Already and Not Yet

This idea comes up at my church around Christmastime, and it makes me think of the CRTL Program’s work to build culturally responsive and culturally sustaining institutions. We are already celebrating students’ own cultures and knowledge bases through reading diverse authors or exploring the lives underrepresented people. We are already encouraging the study of the voiceless throughout history, whether through narratives of enslaved peoples or oral histories of Native Americans.  We are already building empathy within our classrooms by sharing student stories of being stereotyped for wearing a hijab. We are already empowering students to take charge of their education through collaborating with them on building the syllabus. We are already doing all this.


Maura O’Hare Hill
Assistant Professor, English
Co-Director CRTL Program

But we do not yet have equity. We have not yet closed the opportunity gap. With Whites making up 82% of faculty across the country, we do not yet have a faculty that represents our students. We still call them “gatekeeper courses.” We still have a debate about whose standards are valid. We are not there yet. Why not? Writing for The Chronicle of Higher Education, Pamela Newkirk references a kind of collective forgetting of the evils of segregation, and the desire for “drive-by diversity” as a few of the reasons we have not yet fulfilled the promises of the Civil Rights movement. Newkirk suggests that there is simply a lack of intention on the part of administrators in higher education. After a summer of protest, some schools are acknowledging the demands of their students for an education that reflects them and their lived experiences. But after a semester of upended teaching, will we have the energy and the focus to follow through? Without intentionally placing diversity at the center of decision-making, we are going to be stuck in “not yet” for a while.

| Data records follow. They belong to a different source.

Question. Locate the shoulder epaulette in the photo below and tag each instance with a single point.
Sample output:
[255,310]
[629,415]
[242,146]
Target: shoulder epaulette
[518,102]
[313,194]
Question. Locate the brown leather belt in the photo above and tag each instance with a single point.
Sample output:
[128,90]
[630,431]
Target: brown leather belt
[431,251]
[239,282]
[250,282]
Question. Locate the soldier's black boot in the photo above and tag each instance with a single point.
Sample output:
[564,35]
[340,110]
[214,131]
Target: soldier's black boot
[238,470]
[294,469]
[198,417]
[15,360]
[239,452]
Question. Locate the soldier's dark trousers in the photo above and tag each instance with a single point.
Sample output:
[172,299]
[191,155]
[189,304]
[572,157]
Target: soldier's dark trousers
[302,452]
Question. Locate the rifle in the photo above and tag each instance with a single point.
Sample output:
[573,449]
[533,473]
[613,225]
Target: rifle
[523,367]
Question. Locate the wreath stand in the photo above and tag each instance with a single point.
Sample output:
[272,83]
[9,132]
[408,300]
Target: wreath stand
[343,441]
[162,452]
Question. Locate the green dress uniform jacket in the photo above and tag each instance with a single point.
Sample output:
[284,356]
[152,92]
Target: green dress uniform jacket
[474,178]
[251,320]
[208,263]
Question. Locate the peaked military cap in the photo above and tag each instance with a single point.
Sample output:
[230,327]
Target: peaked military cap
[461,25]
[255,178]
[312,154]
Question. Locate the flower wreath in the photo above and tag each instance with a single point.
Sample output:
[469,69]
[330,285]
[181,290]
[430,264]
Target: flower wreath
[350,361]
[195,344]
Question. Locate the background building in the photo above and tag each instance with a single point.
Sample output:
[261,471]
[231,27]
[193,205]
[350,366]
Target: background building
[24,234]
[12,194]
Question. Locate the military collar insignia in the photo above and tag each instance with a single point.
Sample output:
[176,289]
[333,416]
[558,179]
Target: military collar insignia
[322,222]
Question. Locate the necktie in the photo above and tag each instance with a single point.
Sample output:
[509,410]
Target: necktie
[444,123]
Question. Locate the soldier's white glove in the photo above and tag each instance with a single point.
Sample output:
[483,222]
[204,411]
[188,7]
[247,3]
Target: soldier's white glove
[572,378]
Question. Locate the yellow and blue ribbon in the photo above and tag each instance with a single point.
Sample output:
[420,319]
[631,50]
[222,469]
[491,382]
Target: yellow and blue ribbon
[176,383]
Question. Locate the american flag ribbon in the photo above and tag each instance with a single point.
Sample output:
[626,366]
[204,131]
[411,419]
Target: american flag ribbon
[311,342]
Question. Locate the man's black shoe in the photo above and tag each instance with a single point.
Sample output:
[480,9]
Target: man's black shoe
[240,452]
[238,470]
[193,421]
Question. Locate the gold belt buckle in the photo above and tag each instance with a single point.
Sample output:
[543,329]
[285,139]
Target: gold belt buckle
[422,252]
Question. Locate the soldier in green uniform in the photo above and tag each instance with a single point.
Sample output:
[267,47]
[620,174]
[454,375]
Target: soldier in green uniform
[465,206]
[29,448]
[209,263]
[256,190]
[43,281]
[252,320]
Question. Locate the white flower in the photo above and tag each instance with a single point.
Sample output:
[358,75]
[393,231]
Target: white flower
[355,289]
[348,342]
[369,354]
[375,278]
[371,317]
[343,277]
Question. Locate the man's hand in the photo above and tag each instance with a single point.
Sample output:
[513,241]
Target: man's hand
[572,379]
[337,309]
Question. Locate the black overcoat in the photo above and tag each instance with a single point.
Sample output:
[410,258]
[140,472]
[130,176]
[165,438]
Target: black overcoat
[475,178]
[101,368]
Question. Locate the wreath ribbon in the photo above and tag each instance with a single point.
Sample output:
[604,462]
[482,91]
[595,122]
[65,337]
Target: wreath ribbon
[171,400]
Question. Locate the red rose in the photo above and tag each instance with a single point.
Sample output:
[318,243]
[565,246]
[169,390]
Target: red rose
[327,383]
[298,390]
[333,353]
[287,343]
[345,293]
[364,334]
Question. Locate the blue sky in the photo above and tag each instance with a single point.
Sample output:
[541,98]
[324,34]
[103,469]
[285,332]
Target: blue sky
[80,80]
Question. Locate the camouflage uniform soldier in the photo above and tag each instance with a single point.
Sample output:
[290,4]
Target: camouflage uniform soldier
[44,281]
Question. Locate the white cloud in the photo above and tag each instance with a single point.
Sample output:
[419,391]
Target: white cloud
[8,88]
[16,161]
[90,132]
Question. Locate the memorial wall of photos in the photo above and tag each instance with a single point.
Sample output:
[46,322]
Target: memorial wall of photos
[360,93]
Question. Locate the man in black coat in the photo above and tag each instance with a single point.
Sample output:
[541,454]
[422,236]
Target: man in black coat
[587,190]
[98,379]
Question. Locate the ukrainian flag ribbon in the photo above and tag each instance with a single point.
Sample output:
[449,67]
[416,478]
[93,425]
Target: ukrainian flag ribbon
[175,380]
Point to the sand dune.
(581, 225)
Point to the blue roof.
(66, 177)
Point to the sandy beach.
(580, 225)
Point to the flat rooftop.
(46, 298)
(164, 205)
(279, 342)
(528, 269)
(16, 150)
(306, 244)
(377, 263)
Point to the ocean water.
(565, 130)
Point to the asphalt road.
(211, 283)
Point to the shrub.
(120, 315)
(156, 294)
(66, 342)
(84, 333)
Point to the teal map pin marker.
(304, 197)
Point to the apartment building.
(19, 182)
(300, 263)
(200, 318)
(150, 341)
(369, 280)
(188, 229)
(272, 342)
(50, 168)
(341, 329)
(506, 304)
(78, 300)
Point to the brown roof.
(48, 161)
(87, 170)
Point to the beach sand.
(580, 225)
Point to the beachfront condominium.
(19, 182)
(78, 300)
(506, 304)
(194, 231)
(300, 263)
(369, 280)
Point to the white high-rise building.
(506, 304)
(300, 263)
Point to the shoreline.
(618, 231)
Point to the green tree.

At the 2019 CRTL conference, Dr. Chris Emdin encouraged all the attendees, and all who want “already” to be a reality, to get PhDs and to become administrators, to be in the room where it happens. That’s quite an investment of time, money, and effort, with no guarantee of a seat at the table. Leaving the classroom will be a sacrifice for many of us. But consider the impact it might make to take what we are already doing with our own students and bring it to the entire school, district, system, or campus where equity is not yet apparent.